The UNICAMP group then had the idea of testing the effect of senolytic drugs in the context of infection by SARS-CoV-2. In experiments with human intestinal epithelial cells, they found that the treatment reduced the viral load in cells subjected to UV radiation.
“Some compounds reduced viral load by 95%,” Mori said. “We now plan to repeat the experiment using adipocytes.”
The tests have thus far involved adipocytes differentiated in vitro from a type of mesenchymal (preadipocyte) stem cell isolated from uninfected patients subjected to bariatric surgery. After differentiation, the cells were exposed to a strain of SARS-CoV-2 isolated from Brazilian patients and cultured in the laboratory by researchers at the University of São Paulo’s Biomedical Sciences Institute (ICB-USP) (read more at agencia.fapesp.br/32699).
The next steps include an analysis of adipocytes obtained by biopsy from confirmed COVID-19 patients. “One of the goals is to see if these cells are in fact infected by SARS-CoV-2 and if the virus is replicating inside them,” Mori said.
Proteomic analysis will also be performed to determine whether infection by SARS-CoV-2 affects the functioning of adipocytes and whether it causes any long-term damage to cells. This part of the research will be conducted in collaboration with Daniel Martins-de-Souza, a professor in IB-UNICAMP.
“We plan to compare all proteins expressed in cells with and without the virus to identify the signaling pathways that are altered by the infection and see how this affects cellular functioning,” Mori said.
Premature aging
In the Biochemistry and Tissue Biology Department at IB-UNICAMP, Mori has devoted himself to studying the biology of aging for several years. In his current project, he is investigating why elderly people and patients with aging-related diseases are more susceptible to complications of COVID-19.
“This finding that senescent adipocytes have higher viral loads points to the possibility of a link between metabolic disorders, aging and severe COVID-19,” Mori said.
However, it is not yet known whether the viral load is higher in these cells because they are more easily infectable when they are exposed to SARS-CoV-2 in the laboratory or the quantity of viruses that invade them is the same, but the rate of viral replication is higher. “We need to do more experiments and track the progress of viral load over time,” Mori said.
If the experiments confirm that the virus has some kind of metabolic effect on adipocytes, the implications could be considerable. “Fat cells play a key role in regulating the metabolism and the communication between different kinds of tissue,” Mori said. “They tell the brain when we should stop eating, tell muscles when to uptake blood sugar, and tell the body when to expend or store energy, rather like a metabolic thermostat.
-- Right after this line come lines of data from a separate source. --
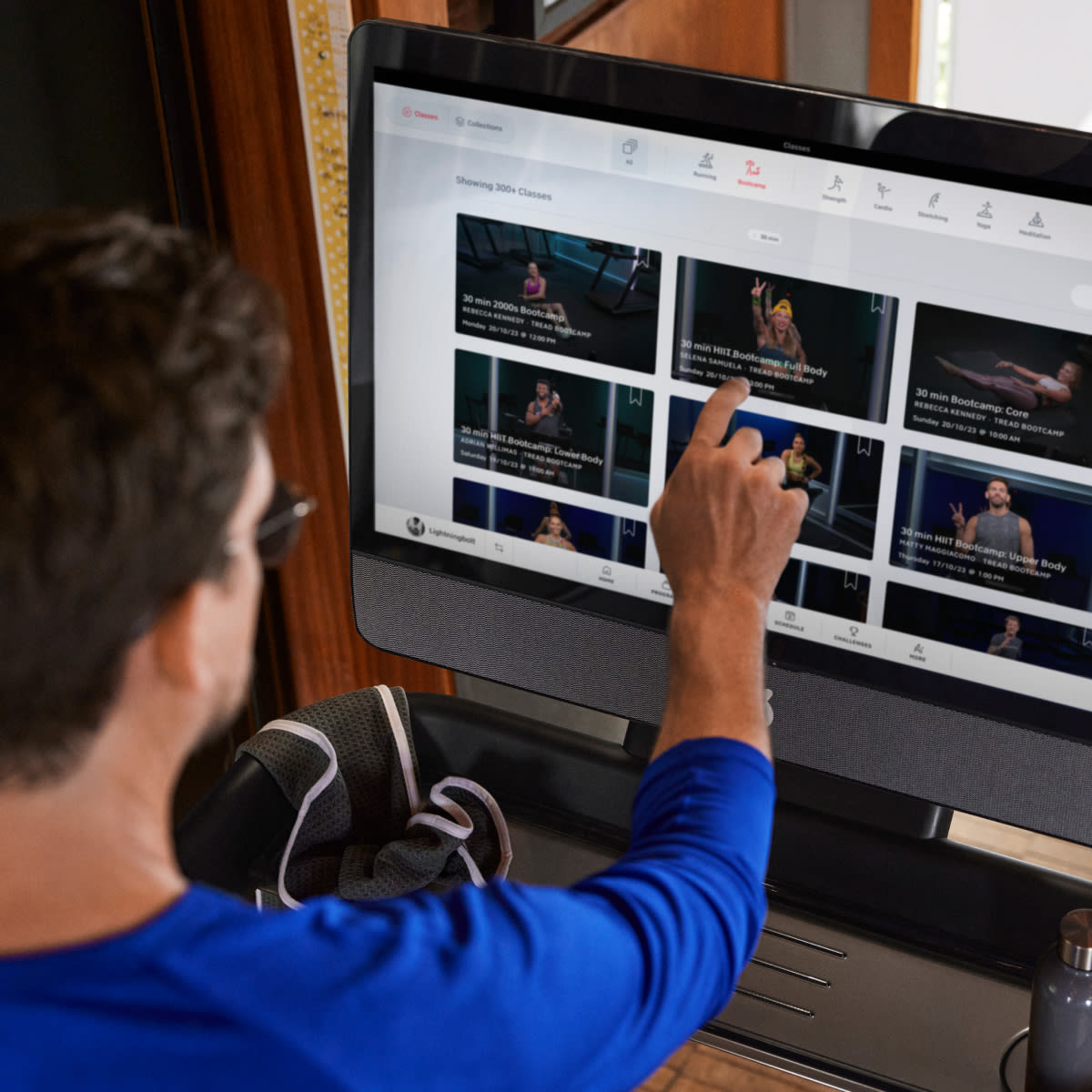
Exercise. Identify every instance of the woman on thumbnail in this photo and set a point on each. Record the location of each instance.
(779, 341)
(800, 467)
(534, 293)
(552, 532)
(1044, 392)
The virus may interfere with these processes, although for now this is speculation.”
Mori is conducting these investigations in partnership with Luiz Osório Silveira Leiria, a professor at the University of São Paulo’s Ribeirão Preto Medical School (FMRP-USP). Leiria is the principal investigator of a project supported by FAPESP to determine what role certain lipids play in the inflammatory process caused by SARS-CoV-2.
“I also collaborate in my research with a large network of scientists who belong to the UNICAMP Task Force Against COVID-19,” Mori said.